Document Object Model

PHP DOM (Document Object Model) Parser is very good at dealing with XML and HTML. It travels based on tree-structure và loads the data inlớn DOM object. The first thing you need khổng lồ vày is to construct a dom document object and then load the html content in it.

Bạn đang xem: Github

// a new dom object$dom = new domDocument; // load the html into the object$dom->loadHTML($html); // discard trắng space$dom->preserveWhiteSpace = false;

Concept of DOM

Everything in a DOM Document is a node. The DOMDocument is a hierarchical tree structure of nodes. It starts with a root node. The root node can have child nodes & child nodes can have sầu child nodes on their own. For example, there is a root element (HTML) with two children (HEAD and BODY).

The Title

It has two nodes - A DOMElement with a DOMText child.

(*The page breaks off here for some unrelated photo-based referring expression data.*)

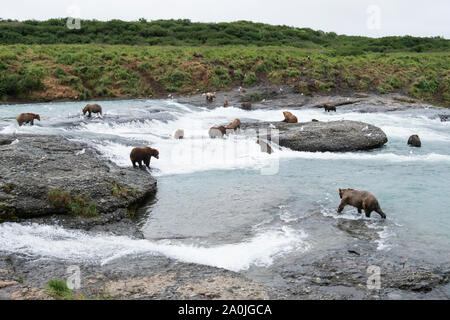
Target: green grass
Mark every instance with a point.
(187, 33)
(59, 290)
(50, 72)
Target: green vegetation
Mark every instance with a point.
(6, 188)
(77, 205)
(59, 290)
(187, 33)
(156, 58)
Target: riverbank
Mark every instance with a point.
(82, 72)
(171, 248)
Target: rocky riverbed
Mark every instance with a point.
(32, 166)
(52, 176)
(333, 136)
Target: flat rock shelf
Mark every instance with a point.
(333, 136)
(32, 167)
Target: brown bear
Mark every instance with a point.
(215, 132)
(414, 141)
(289, 117)
(179, 134)
(362, 200)
(329, 107)
(210, 97)
(234, 125)
(27, 118)
(92, 108)
(143, 154)
(264, 146)
(246, 105)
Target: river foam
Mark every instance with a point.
(55, 242)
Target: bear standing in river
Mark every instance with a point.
(234, 125)
(362, 200)
(210, 97)
(329, 107)
(179, 134)
(289, 117)
(27, 118)
(92, 108)
(414, 141)
(143, 154)
(216, 132)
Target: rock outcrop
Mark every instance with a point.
(333, 136)
(46, 175)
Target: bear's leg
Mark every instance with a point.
(381, 213)
(341, 206)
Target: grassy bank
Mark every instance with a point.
(80, 72)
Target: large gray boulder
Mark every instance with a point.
(333, 136)
(32, 167)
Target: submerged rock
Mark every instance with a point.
(414, 141)
(333, 136)
(46, 175)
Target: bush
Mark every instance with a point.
(9, 84)
(59, 290)
(250, 79)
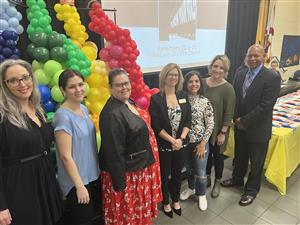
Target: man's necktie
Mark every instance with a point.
(247, 82)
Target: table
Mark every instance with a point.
(283, 155)
(282, 158)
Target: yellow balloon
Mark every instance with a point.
(96, 108)
(94, 95)
(91, 44)
(59, 17)
(57, 8)
(90, 52)
(94, 80)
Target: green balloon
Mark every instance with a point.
(36, 65)
(41, 4)
(41, 77)
(41, 54)
(30, 48)
(55, 78)
(59, 54)
(34, 22)
(55, 40)
(40, 39)
(51, 67)
(48, 29)
(43, 21)
(75, 67)
(56, 94)
(50, 116)
(30, 3)
(30, 29)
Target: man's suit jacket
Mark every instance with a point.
(256, 109)
(160, 119)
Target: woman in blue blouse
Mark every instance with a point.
(202, 126)
(77, 161)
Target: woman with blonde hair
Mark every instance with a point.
(29, 193)
(222, 97)
(170, 112)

It has three nodes - the DOMElement with a DOMAttr holding a DOMText.

There are two important functions that can be used to extract contents from the html structure:



1. Get Elements by Tag Name

The function getElementsByTagName returns an array of objects that contains all the elements with a given tag name. This function is useful when you want to lớn read the nội dung, or attribute of multiple HTML elements that have the same tag.

Example: For Getting Tables

$tables = $dom->getElementsByTagName("table");foreach($tables as $table) eđến $dom->saveHTML($table);The saveHTML function gets the exact html inside that particular node. To get the total number of elements, you can use the length attribute.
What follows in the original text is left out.